Corporate earnings have been a key factor weighing on the markets, but recent data suggests a positive trend. Bernstein Research noted that the single largest concern among investors has been on the earnings risks front. However, the brokerage does not expect more corporate rating downgrades for now. Overall, there is a slight slowdown with NSE100 firms growing at 10%, compared with 11% in the previous quarter. Despite this slight slowdown, the worst-case earnings projections that resulted from continuous downgrades since September have not materialized. About 51% of companies exceeded market estimates by over 4% in the final quarter of 2024-25, the highest since June 2023, according to Bernstein. The percentage of companies missing estimates was at its lowest since September 2021. This data indicates that corporate earnings are improving and that the Indian economy is performing better than expected. The combination of easing geopolitical tensions, potential foreign capital inflows, positive corporate earnings, and a focus on fundamental economic factors has contributed to the recent surge in the Indian stock market. However, investors should remain cautious and monitor global developments, as volatility could still persist in the near future. India's long-term prospects remain promising, particularly in sectors such as defense, premium consumption, and financials. The current market environment presents both opportunities and risks, and investors should carefully consider their investment strategies and risk tolerance before making any decisions. The Indian stock market's resilience and positive performance in the face of global uncertainties demonstrate its attractiveness as an investment destination and its potential for continued growth in the years to come.

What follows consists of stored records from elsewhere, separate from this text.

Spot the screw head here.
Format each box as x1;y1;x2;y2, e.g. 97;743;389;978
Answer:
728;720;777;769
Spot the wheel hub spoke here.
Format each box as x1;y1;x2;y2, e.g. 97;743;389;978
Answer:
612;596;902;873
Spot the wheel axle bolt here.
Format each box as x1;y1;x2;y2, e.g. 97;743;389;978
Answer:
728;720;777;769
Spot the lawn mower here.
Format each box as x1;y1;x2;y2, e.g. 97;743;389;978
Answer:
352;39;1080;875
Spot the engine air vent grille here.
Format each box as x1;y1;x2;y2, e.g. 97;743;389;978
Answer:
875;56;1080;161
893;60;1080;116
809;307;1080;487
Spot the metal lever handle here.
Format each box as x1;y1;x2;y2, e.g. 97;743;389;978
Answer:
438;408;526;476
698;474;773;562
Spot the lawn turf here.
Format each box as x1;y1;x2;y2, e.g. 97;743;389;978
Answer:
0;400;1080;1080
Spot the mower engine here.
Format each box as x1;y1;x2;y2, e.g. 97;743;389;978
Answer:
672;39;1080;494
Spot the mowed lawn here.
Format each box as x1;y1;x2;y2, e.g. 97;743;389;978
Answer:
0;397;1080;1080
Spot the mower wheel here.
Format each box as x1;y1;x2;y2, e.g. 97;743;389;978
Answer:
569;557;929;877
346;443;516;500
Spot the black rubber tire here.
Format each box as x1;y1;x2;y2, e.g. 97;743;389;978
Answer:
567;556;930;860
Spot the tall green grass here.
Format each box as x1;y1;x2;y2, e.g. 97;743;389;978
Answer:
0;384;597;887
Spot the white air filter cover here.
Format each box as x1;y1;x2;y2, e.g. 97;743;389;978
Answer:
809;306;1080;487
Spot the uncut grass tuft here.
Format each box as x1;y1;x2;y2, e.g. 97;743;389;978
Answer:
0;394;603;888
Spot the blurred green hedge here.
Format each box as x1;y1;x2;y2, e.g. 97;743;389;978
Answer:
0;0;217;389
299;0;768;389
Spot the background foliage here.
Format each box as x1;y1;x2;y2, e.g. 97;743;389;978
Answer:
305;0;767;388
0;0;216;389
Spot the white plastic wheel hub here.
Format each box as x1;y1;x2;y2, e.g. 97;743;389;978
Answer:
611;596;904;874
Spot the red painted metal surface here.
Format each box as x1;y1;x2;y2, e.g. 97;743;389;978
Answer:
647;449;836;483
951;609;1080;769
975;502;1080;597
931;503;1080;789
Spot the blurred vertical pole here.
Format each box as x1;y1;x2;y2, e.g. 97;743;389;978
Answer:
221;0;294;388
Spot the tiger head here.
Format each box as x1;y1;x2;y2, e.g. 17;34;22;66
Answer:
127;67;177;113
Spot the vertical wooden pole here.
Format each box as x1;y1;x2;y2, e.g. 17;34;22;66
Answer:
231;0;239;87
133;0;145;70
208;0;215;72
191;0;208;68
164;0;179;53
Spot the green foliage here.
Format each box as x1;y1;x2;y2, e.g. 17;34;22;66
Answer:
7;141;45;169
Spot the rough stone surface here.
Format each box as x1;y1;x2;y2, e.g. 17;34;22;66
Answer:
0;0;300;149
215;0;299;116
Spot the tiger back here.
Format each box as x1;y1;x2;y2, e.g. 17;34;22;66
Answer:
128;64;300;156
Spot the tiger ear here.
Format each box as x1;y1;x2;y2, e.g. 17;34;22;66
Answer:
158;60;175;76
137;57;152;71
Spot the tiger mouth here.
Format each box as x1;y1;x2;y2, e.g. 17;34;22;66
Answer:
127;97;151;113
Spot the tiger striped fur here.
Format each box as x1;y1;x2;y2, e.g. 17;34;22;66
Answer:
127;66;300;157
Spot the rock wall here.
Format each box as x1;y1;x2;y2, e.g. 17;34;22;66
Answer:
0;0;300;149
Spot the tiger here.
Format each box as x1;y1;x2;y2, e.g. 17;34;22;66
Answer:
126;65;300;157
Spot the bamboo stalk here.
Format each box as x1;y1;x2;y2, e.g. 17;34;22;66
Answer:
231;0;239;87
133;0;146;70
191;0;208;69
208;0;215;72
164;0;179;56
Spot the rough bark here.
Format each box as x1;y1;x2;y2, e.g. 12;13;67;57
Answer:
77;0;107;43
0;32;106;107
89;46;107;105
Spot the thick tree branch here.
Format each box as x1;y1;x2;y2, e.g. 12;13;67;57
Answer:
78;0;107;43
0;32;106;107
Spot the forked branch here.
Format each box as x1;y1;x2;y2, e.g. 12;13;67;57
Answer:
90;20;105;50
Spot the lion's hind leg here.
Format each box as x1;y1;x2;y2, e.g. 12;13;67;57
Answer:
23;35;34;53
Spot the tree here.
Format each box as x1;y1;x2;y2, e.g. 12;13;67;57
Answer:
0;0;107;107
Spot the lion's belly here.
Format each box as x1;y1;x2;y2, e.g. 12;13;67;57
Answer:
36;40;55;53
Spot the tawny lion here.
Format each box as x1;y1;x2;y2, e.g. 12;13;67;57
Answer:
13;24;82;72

In conclusion, the Indian stock market's recent surge, highlighted by the Nifty 50's seven-month high, reflects a confluence of factors including easing geopolitical tensions, potential foreign investment inflows spurred by MSCI index adjustments, and improving corporate earnings. While the initial optimism was tempered by clarifications on trade negotiations with the US, the overall sentiment remains positive, driven by India's strong economic fundamentals. The market's performance demonstrates its resilience and attractiveness compared to other emerging markets, though investors are advised to remain vigilant due to potential near-term volatility and high valuations. The leadership of large-cap stocks and the positive performance across sectors like auto and realty underscore the broad-based nature of the rally. Experts emphasize the importance of focusing on India's economic growth, interest rate environment, and earnings performance, rather than being solely swayed by global events. While Asian markets showed weakness, India's relative strength stands out, supported by a ceasefire with Pakistan and optimism surrounding US-China trade talks. The sustainability of this momentum will depend on continued strong earnings, but the recent data indicating a higher percentage of companies exceeding market estimates provides a positive outlook. The Indian stock market presents a dynamic landscape with both opportunities and challenges, necessitating a balanced and informed approach from investors seeking long-term growth.